AI is is crossing a border that it shouldn’t – learning from artists and then competing with them
Crossing the AI Frontera
This is a blog about music that crosses borders. Mexican music to the US. West African music to France, Afrobeat to the US and Latin America, reggaeton and K-Pop to everywhere. These are musical forms, songs, and artists that are built to travel beyond their home countries. And they do, and we are richer for it.
But there is another cross-border musical trend that may be making some people richer, but I suspect is making many musicians poorer. That is AI crossing the borders of the music industry.
AI now runs through the music business. On the creative side, generative tools can draft melodies, chord progressions, beats, and even full instrumentals, which many writers use as jumping‑off points to write songs. AI also powers pitch correction, and “smart” mixing and mastering, dramatically lowering costs for independent artists.
So far, so good. Tools for human songwriters and singers. But wait, there’s more.
On the distribution side, recommendation algorithms on services like Spotify, Apple Music, and YouTube Music use AI to analyze how you find and listen to music – AI is now a de facto gatekeeper for songs and albums. If your music doesn’t fit the pattern of a majority – or profitable minority – of listeners, it won’t be on the playlists.

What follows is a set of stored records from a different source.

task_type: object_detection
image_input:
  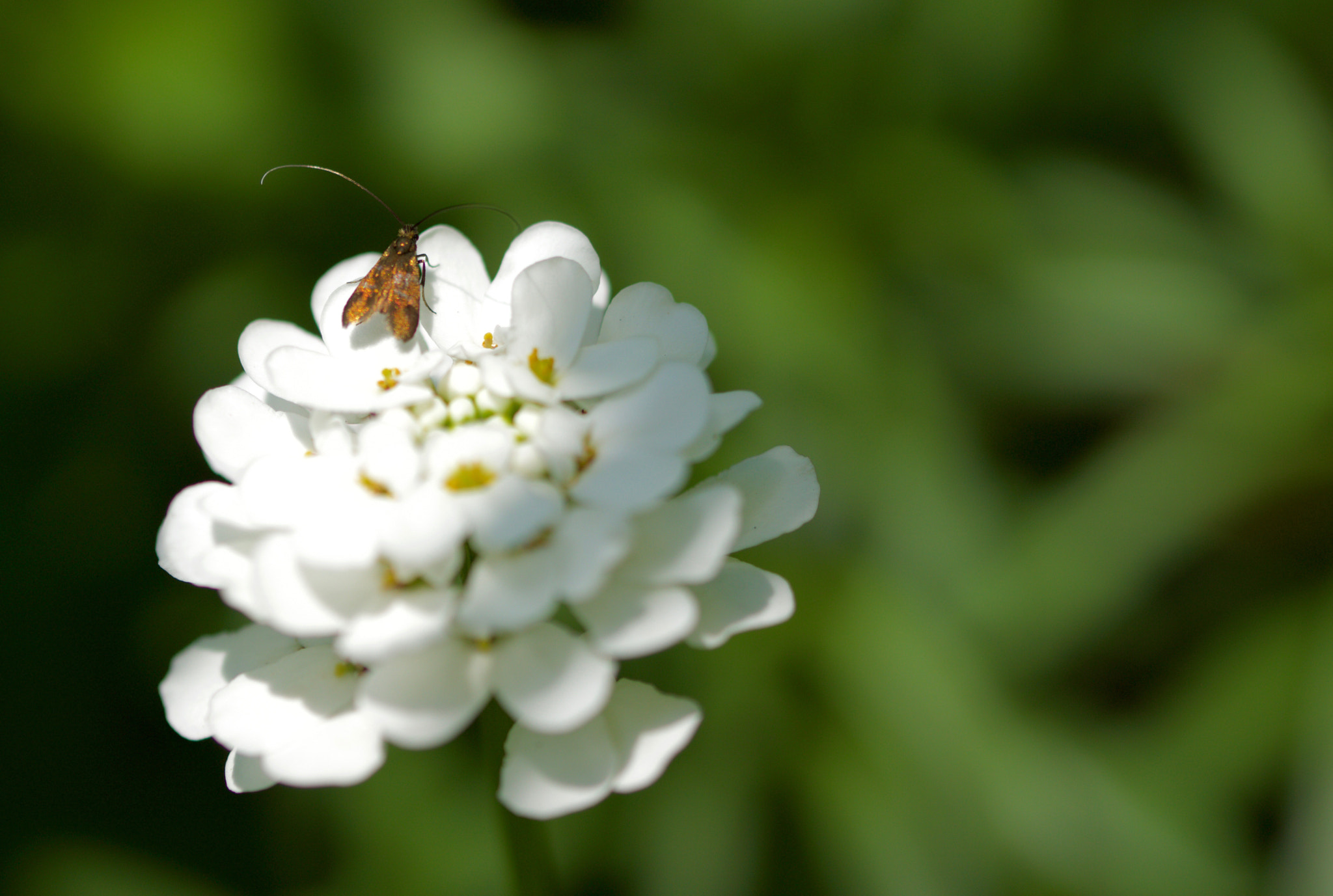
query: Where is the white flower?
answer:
[158,221,818,817]
[500,679,702,819]
[159,625,384,792]
[357,623,616,750]
[573,446,818,658]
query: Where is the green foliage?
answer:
[0,0,1333,896]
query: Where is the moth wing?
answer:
[380,260,421,343]
[342,260,389,327]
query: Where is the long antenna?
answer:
[258,165,405,226]
[412,202,523,230]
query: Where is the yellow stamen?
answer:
[444,463,496,492]
[528,349,556,385]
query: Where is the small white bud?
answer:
[449,398,477,423]
[476,389,508,413]
[509,441,547,479]
[513,408,541,439]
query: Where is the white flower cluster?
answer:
[158,223,818,817]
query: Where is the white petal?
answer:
[208,647,357,756]
[600,282,708,367]
[266,344,432,413]
[556,337,657,401]
[684,390,764,463]
[499,718,620,819]
[694,445,820,550]
[689,560,796,649]
[195,385,313,483]
[551,507,629,601]
[310,252,380,320]
[583,271,611,346]
[292,492,381,569]
[236,320,328,398]
[487,221,601,305]
[261,712,384,787]
[573,582,698,660]
[356,409,421,497]
[625,485,741,586]
[467,476,564,552]
[223,750,277,793]
[335,588,454,664]
[505,259,598,376]
[493,623,616,733]
[603,679,704,793]
[158,483,248,588]
[356,637,492,750]
[417,224,491,348]
[380,483,467,581]
[569,451,689,512]
[698,331,717,371]
[158,625,297,740]
[589,361,709,452]
[236,456,364,528]
[254,535,354,637]
[459,549,564,634]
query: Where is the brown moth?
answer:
[342,224,426,343]
[258,165,517,343]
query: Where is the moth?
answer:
[258,165,519,343]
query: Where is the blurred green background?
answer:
[8,0,1333,896]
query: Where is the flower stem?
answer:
[481,703,560,896]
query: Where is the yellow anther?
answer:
[444,463,496,492]
[528,349,556,385]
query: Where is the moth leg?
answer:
[417,252,437,315]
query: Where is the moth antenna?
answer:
[415,202,523,230]
[258,165,405,226]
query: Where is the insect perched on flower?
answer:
[258,165,519,343]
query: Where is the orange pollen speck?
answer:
[361,473,392,495]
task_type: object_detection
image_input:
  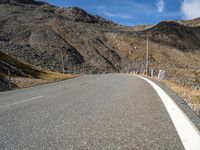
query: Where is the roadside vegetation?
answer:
[0,52,78,91]
[161,80,200,115]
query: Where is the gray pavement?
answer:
[0,74,184,150]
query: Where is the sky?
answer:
[43,0,200,26]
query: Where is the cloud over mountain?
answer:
[181,0,200,19]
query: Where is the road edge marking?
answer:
[0,96,43,108]
[136,76,200,150]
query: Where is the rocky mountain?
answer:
[0,0,200,86]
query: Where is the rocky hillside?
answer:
[0,0,200,86]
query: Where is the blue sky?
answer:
[41,0,200,26]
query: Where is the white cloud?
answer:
[103,11,132,19]
[156,0,165,13]
[181,0,200,19]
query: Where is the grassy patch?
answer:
[0,51,79,89]
[162,80,200,115]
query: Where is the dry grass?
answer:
[0,52,79,88]
[162,80,200,115]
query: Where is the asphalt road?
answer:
[0,74,184,150]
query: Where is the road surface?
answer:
[0,74,198,150]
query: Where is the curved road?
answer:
[0,74,198,150]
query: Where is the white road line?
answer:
[0,96,43,108]
[138,76,200,150]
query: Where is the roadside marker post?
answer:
[8,69,12,89]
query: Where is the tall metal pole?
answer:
[146,37,149,77]
[61,51,65,74]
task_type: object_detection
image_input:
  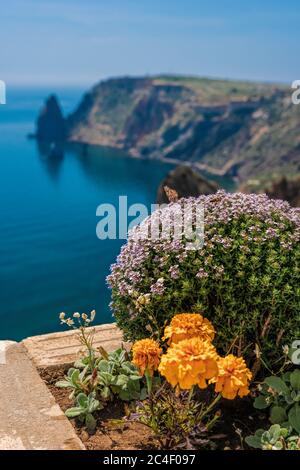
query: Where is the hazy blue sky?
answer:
[0,0,300,85]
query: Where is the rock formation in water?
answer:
[37,76,300,192]
[157,165,219,204]
[35,95,66,144]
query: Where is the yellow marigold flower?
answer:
[132,339,162,375]
[158,338,218,390]
[210,354,252,400]
[163,313,215,344]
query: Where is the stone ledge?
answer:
[0,341,85,450]
[21,323,123,367]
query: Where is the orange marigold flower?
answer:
[158,338,218,390]
[132,339,162,375]
[210,354,252,400]
[163,313,215,344]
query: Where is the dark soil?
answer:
[39,367,268,450]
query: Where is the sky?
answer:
[0,0,300,86]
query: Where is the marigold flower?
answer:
[163,313,215,344]
[158,337,218,390]
[210,354,252,400]
[132,339,162,375]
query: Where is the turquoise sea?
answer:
[0,88,176,340]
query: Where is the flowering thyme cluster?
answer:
[108,191,300,366]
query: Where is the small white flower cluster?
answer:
[59,310,96,328]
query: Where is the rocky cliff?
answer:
[34,76,300,191]
[35,95,66,144]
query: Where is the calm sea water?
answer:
[0,88,172,340]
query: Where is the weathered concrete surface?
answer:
[22,324,122,367]
[0,341,84,450]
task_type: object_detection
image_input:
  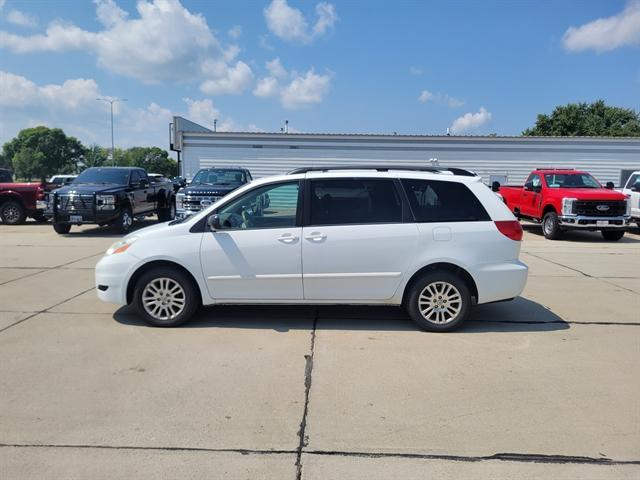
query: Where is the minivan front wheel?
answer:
[133,267,200,327]
[406,271,471,332]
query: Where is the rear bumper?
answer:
[473,260,529,303]
[558,215,629,230]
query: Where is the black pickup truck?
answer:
[177,167,252,218]
[45,167,176,234]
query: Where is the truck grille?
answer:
[184,195,222,210]
[573,200,627,217]
[57,195,93,215]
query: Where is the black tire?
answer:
[53,222,71,235]
[405,271,471,332]
[133,267,200,327]
[158,200,176,223]
[542,212,562,240]
[0,200,27,225]
[113,206,133,235]
[600,230,624,242]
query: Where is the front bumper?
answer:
[558,215,629,230]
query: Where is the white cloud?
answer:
[200,61,253,95]
[227,25,242,40]
[418,90,465,108]
[451,107,491,135]
[182,98,220,129]
[418,90,433,102]
[0,71,100,109]
[7,9,38,28]
[264,0,338,43]
[0,0,253,94]
[253,58,331,110]
[281,69,331,109]
[562,0,640,53]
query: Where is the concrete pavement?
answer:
[0,223,640,479]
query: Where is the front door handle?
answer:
[278,233,298,243]
[304,232,327,242]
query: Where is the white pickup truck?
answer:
[622,170,640,227]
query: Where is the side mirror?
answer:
[207,213,222,232]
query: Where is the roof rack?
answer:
[287,165,477,177]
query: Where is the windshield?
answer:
[191,168,247,185]
[73,168,129,185]
[544,173,602,188]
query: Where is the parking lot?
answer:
[0,222,640,480]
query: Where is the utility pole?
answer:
[96,98,127,167]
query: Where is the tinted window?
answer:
[402,179,490,222]
[218,181,299,229]
[73,168,129,185]
[310,178,402,225]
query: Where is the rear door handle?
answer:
[278,233,298,243]
[304,232,327,242]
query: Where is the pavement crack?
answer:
[0,287,96,334]
[304,450,640,465]
[295,308,319,480]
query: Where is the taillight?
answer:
[493,220,522,242]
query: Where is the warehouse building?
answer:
[170,117,640,185]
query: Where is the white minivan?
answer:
[95,166,527,331]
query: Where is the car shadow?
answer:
[113,297,569,333]
[521,223,640,244]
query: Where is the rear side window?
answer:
[310,178,402,225]
[402,179,491,222]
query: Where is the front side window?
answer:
[218,181,299,229]
[402,179,490,222]
[310,178,402,225]
[544,173,602,188]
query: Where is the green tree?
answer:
[3,126,85,180]
[13,147,49,181]
[522,100,640,137]
[83,144,109,168]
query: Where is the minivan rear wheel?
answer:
[406,271,471,332]
[133,267,200,327]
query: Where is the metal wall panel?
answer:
[182,132,640,185]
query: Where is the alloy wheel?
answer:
[142,277,186,321]
[418,281,462,324]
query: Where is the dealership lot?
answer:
[0,223,640,479]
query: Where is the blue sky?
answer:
[0,0,640,148]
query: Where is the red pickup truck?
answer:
[493,169,630,244]
[0,169,47,225]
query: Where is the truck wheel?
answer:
[158,201,176,223]
[600,230,624,242]
[406,272,471,332]
[133,267,200,327]
[113,207,133,234]
[53,222,71,235]
[542,212,562,240]
[0,200,27,225]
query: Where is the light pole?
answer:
[96,98,127,167]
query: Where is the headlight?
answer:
[107,237,138,255]
[96,195,116,210]
[562,198,577,215]
[176,192,184,208]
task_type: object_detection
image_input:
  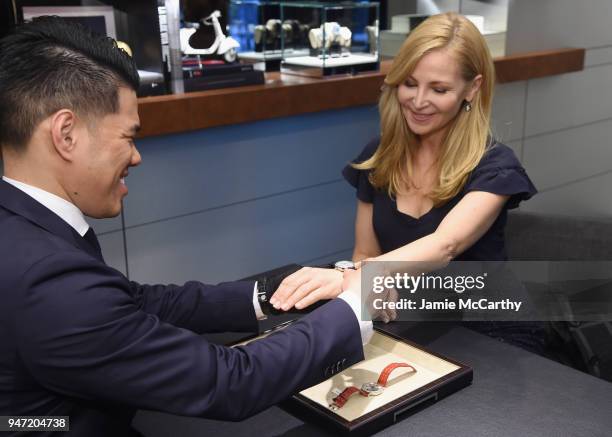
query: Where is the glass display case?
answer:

So far, troubling. Do you need Chatbot to pick your music? I don’t.
Where it really gets bad is AI-generated music and music videos – the complete crossing of the music industry’s borders by AI.
An AI outlaw country song (which I won’t name) gained 24 million streams on Spotify. The creator was sued by independent artist Bryan Elijah Smith for imitation, who won and got the song taken down by Spotify, until Spotify decided it was too profitable and the law too murky and reinstated the song. After all, AI music generates money. And studies and surveys find that many listeners can’t reliably distinguish AI‑generated tracks from human‑made ones, so why not?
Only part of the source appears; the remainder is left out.